Once the tide sets against any person, it increases in volume and strength every moment, but there are no precise means of knowing when it will turn in this manner or of telling why it has done so.
Fast as they could flow the waters of popular dissatisfaction were running against Mr. Brady.
At a local meeting held at Glenwellan, which he had the courage or the hardihood to attend, he was hissed, whilst General Riley’s appearance proved the signal for loud and prolonged applause.
Some who were sufficiently indifferent to both men to be able to observe accurately, reported that Mr. Brady turned white to the lips at a display of feeling so decided and so unexpected; and this is sufficiently probable, since those who are the most ready to defy the opinion of their fellows are the least willing to put up with the consequences such defiance usually entails.
Be this as it may, Mr. Brady a few days later was not greatly surprised when on offering to transfer his business to a more scrupulous firm of solicitors than those to whom he had previously entrusted the conduct of his difficulties, the proposal was courteously but firmly declined.
“I shall live it down,” thought Mr. Brady as he strode out of the office, his hat crushed a little over his brows.
He had said the same thing before, and he had done it; but after all, each year in a man’s age, each upward step he has climbed, render that “living down” a more difficult business to perform.
It is impossible to go on having a leg broken and reset without becoming slightly a cripple, and it is more impossible still that a character shall go through a blackening process time after time and come out white in the end.
Mr. Brady had set himself a harder task than he imagined when he talked of living down the effects of his latest error, and if he did not know this Nettie did; Nettie who, hearing all that was going on, having read those ballads which found swift sale at the somewhat high price of one halfpenny each, having seen the “dour” looks cast on her husband in the barn-like meeting-house, ventured to ask him if he did not think it would be better to sell all they possessed and remove to another part of the country.
Whereupon, he turned with passionate fury, with the mad anger of a brutal nature, addressing the only person who was completely hopelessly in his power, and reproached her with having been the curse of his life, the ruin of his prospects, the sole cause of every misfortune that had befallen him.
“I wish to God I had never set eyes on you,” he said. “If I must be such a fool as to marry, I ought to have married some one who would have been a help instead of a burden, a woman capable of doing something besides bringing a tribe of fretful, delicate children into the world.”
“You ought to have married a woman, Daniel Brady,” answered Nettie calmly, “who the first blow you gave her would have had you up before the magistrate and punished for it.”

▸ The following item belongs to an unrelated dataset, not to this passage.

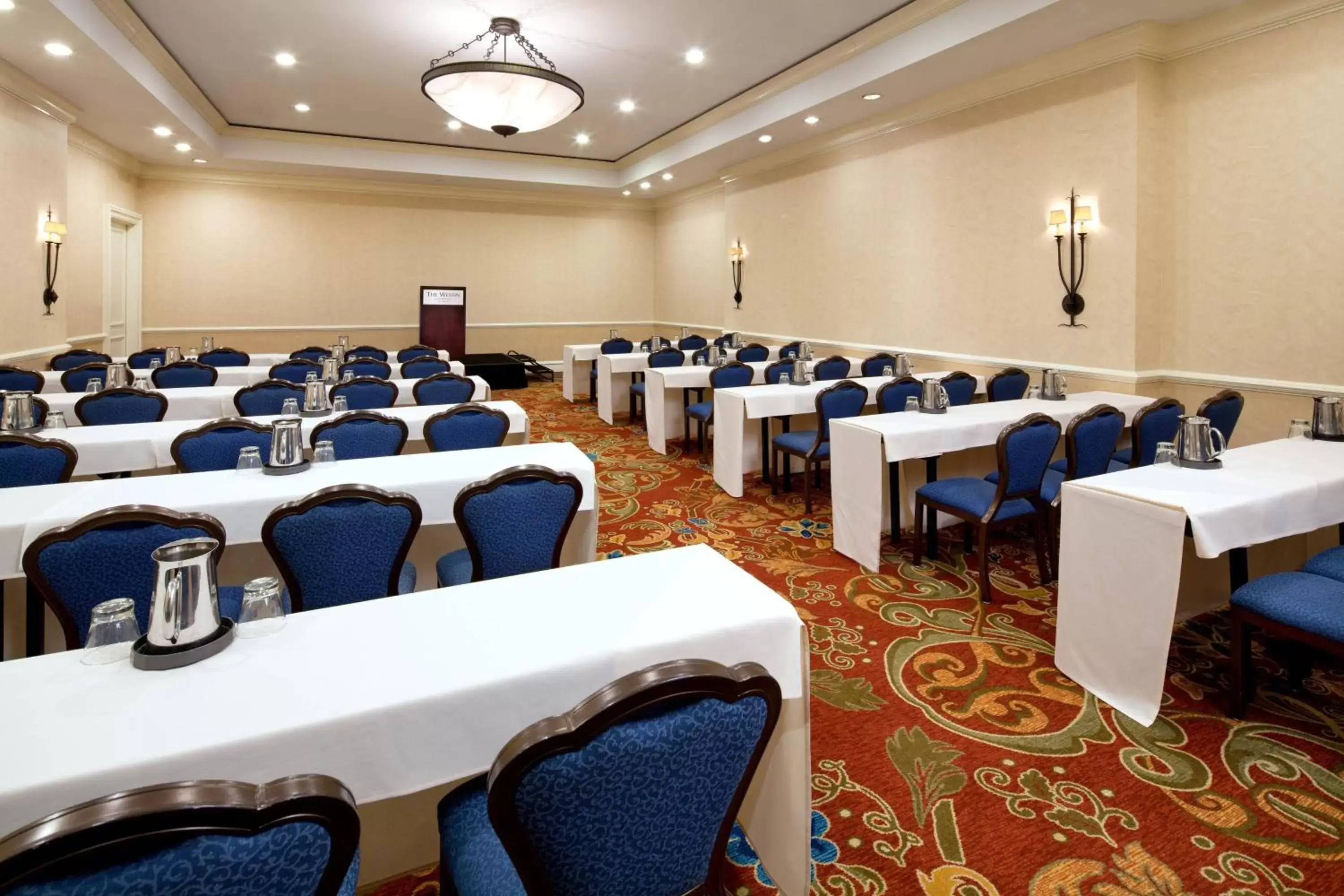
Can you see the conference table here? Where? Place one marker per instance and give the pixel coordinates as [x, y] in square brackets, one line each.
[867, 453]
[370, 694]
[127, 448]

“None of your insolence or it will be worse for you,” he interrupted.
“Who,” continued Nettie, shrinking a little with a physical terror which had become habitual, “would have insisted on having things suitable for herself and her children, and who, if you had not provided them would have left you.”
“Perhaps you are thinking of doing something of the kind,” he suggested with the demon which was in him looking threateningly out of his eyes.
“No,” she said wearily; “I do not care about anything for myself now, it was only for the children’s sake I spoke; only to get them away from a place where their father’s sins are sung through the streets, where—”
He did not let her finish the sentence. He struck her down where she stood, and with a parting piece of advice to “keep a quieter tongue in her head or it would be worse for her and her brats too,” left the room, banging the door after him.
There was nothing in this so particularly new as to astonish Nettie. She was not much hurt, but as she raised herself slowly to a sitting position, she put her hand to her head with a gesture as of one suffering some cruel pain.
“How long,” she murmured, “how long can I bear it? God grant me strength to endure to the end. If mothers could foresee what ‘Deliver us from evil’ may some day come to mean, they might hope their babies would never live to learn a prayer.”
Mr. Brady’s mother it may reasonably be supposed had been tempted to indulge in somewhat similar thoughts before death considerately removed her from a contemplation of her son’s demerits; and certainly public opinion had so rapidly discovered all the shortcomings of the owner of Maryville that it was tacitly admitted (so far as human judgment could understand), if he had never been born it would have been better for him and all belonging to him.
One of the effects of this widely-spread prejudice against a man who, determined to rise by his own efforts, had certainly spared no pains in the attempt, was that from having his wrongs comparatively speaking overlooked Amos Scott became at once a popular and distinguished individual. Letters were sent to certain newspapers on the subject of tenantright, in which Scott’s case was mentioned. Leaders were written referring directly to the still unsettled dispute at the Castle Farm, and indirectly to the attempt of one of the disputants to appropriate the inheritance of a gentleman of whom the county was deservedly proud.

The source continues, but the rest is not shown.